As a columnist for the “Money” section of USA Today, John Waggoner is very current on the management of money in a capricious, tricky market.
As a person, he has looked carefully at the past events that once swirled around his church, Dranesville Church of the Brethren in Great Falls.
Seven years ago, Waggoner was working in the church garden when several members of the Pennsylvania Civil War Roundtable came by with maps from the battle.
“We started talking about it, and I found a musket ball” in the woods next to the church, Waggoner said.
He started researching the Battle of Dranesville, which occurred on and around the site of the Brethren’s present location.
The turn of events was ironic. Like the better-known Quakers, the Brethren is a pacifist church whose members seek peace and question war.
They located their church in a small, white frame building that stands in the apex of the angular intersection of Georgetown Pike and Route 7, without knowing that the land was part of the battleground where one of the first battles of the Civil War was fought five days before Christmas in 1861.

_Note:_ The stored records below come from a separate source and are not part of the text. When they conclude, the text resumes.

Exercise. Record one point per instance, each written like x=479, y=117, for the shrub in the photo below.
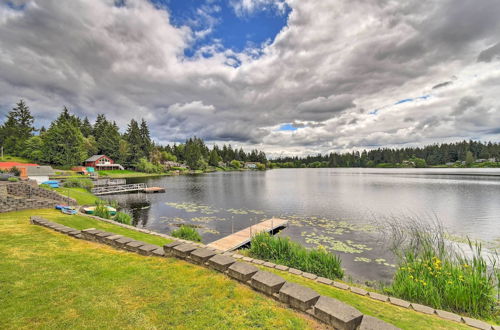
x=102, y=211
x=186, y=232
x=435, y=272
x=123, y=217
x=79, y=183
x=285, y=252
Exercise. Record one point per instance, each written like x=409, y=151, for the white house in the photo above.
x=39, y=173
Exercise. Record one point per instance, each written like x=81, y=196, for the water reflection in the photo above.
x=335, y=208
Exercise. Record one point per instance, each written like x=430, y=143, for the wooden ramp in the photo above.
x=243, y=237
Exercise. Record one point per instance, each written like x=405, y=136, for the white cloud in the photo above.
x=332, y=65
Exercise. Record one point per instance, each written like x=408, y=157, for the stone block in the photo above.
x=202, y=255
x=147, y=249
x=361, y=292
x=267, y=282
x=220, y=262
x=258, y=262
x=337, y=314
x=309, y=276
x=242, y=271
x=158, y=252
x=378, y=296
x=122, y=242
x=183, y=250
x=281, y=267
x=448, y=315
x=134, y=246
x=324, y=280
x=297, y=296
x=294, y=271
x=476, y=323
x=418, y=307
x=111, y=239
x=167, y=248
x=372, y=323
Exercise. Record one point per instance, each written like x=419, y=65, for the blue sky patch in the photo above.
x=287, y=127
x=226, y=28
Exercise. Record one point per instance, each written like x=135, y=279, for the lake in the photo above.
x=336, y=208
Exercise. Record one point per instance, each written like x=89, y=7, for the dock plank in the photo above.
x=242, y=237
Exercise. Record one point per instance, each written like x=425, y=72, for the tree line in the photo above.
x=431, y=155
x=69, y=140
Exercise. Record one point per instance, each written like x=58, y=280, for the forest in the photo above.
x=69, y=140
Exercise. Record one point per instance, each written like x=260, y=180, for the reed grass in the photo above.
x=283, y=251
x=436, y=272
x=123, y=217
x=186, y=232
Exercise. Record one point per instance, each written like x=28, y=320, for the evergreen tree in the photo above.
x=63, y=143
x=17, y=129
x=86, y=127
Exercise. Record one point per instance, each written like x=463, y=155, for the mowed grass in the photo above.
x=400, y=317
x=82, y=196
x=51, y=281
x=82, y=222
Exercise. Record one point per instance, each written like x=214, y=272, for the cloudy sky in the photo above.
x=286, y=76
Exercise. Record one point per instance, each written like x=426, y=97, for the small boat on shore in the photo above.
x=91, y=210
x=68, y=210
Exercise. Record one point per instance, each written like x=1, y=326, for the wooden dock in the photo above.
x=242, y=237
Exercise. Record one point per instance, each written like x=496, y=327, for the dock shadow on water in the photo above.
x=327, y=207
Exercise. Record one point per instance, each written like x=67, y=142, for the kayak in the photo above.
x=91, y=210
x=68, y=210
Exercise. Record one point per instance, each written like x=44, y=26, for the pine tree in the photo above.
x=17, y=129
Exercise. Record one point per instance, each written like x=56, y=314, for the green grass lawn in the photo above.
x=398, y=316
x=7, y=158
x=52, y=281
x=82, y=196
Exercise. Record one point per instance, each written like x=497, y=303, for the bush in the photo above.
x=123, y=217
x=79, y=183
x=434, y=272
x=147, y=167
x=186, y=232
x=102, y=211
x=285, y=252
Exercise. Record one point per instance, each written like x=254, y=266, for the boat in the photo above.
x=68, y=210
x=91, y=210
x=52, y=183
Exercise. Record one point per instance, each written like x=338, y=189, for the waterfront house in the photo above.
x=251, y=165
x=39, y=173
x=102, y=162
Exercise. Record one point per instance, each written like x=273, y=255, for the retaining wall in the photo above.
x=239, y=267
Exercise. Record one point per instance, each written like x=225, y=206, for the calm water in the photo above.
x=336, y=208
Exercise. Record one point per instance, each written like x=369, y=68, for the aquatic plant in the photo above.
x=282, y=250
x=123, y=217
x=436, y=272
x=186, y=232
x=102, y=211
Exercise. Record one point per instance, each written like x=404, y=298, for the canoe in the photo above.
x=91, y=210
x=68, y=210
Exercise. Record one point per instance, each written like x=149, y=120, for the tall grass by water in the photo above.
x=283, y=251
x=188, y=233
x=436, y=272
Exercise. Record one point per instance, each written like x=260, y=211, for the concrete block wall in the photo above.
x=304, y=299
x=15, y=196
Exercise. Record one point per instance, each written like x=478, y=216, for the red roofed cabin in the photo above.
x=102, y=162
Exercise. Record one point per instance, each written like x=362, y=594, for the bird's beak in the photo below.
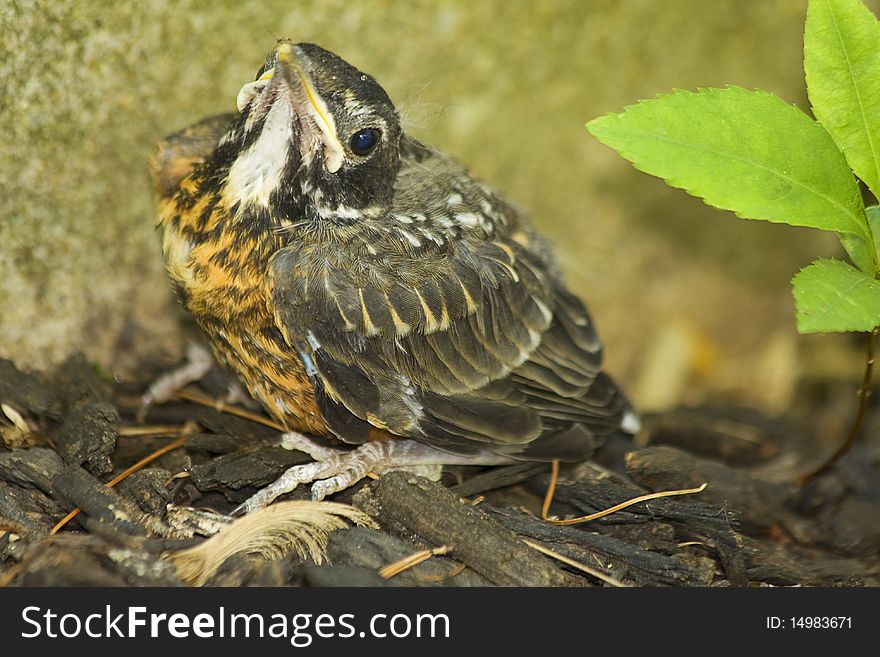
x=291, y=79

For dashing Confederate calvaryman, Jeb Stuart, it was his first defeat in the east. Stuart Avenue in Reston is said to be named for him; it was the route by which he fled to Centreville.
Gen. E.O.C. Ord, the Union general who later had a Army base named for him ,was hailed as the victor in an engagement, if not a full-scale battle, that was characterized as the North’s first victory,.

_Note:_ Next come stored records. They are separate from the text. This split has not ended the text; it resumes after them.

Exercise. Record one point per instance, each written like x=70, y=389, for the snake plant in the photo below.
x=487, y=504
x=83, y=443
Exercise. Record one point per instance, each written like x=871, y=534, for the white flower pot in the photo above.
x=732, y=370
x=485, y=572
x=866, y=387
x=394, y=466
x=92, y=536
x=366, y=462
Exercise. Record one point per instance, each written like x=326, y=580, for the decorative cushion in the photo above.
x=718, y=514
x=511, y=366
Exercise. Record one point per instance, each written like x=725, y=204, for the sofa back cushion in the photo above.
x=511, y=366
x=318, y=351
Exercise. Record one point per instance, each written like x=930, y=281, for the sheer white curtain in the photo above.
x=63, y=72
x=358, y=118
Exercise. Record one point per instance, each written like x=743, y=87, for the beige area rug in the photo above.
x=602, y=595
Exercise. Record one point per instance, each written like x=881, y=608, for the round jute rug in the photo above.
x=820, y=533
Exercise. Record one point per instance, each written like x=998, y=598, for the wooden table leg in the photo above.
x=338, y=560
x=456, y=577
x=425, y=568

The Brethren, from the standpoint of 141 years later, see the Battle of Dranesville as a time of sorrow when at least 59 men died. Of the several hundred men who were wounded, many probably died during the week, said Waggoner.
“We find a couple more each year,” said Waggoner, who lives in Herndon.
One of them, Joseph Pendergast, was treated by Dr. John Day, who lived in a house that still stands on Route 7.
Pendergast, who fought in the Sixth Regiment from South Carolina, was buried in a graveyard at Dranesville United Methodist, on the hill on the south side of Route 7.
His mother sent “a slip of her favorite rose” to be planted on his grave, and after the war, she came to visit.
That is one of the stories in the script Waggoner wrote to dramatize the battle, which is presented every year on the Sunday closest to the anniversary of the battle on Dec. 20.
It is short, simple, and profoundly moving.
At the start of the service, candles are lighted, one for each man who died at the battle. After reading from letters the soldiers wrote, the names of the dead are called out, and one by one, each of the candles is extinguished until the church is dark.
Then one candle is relighted to instill a hopeful mood as “Amazing Grace” is sung to conclude the service.
This year, a mysterious couple in 19th Century attire was among the audience.
Later, they told members of the church they had come by train from Rochester, N.Y., to find their son. He was missing after the Battle of Gettysburg.
“I don’t know the first thing about them, where they came from and how they found out about this. We don’t know their names, said Waggoner.“
His wife, Yvonne, was lighting candles when the couple appeared. “She was startled,” Waggoner said.
In later conversations with Brethren parishioner Joy Trickett and visitor Penny Chaboudy, the couple gave their names as Cal and Sue Doucette, but stayed in character in the year 1863.
And then they left, taking one of the same routes by which Confederate and Union soldiers departed Dranesville 141 years ago.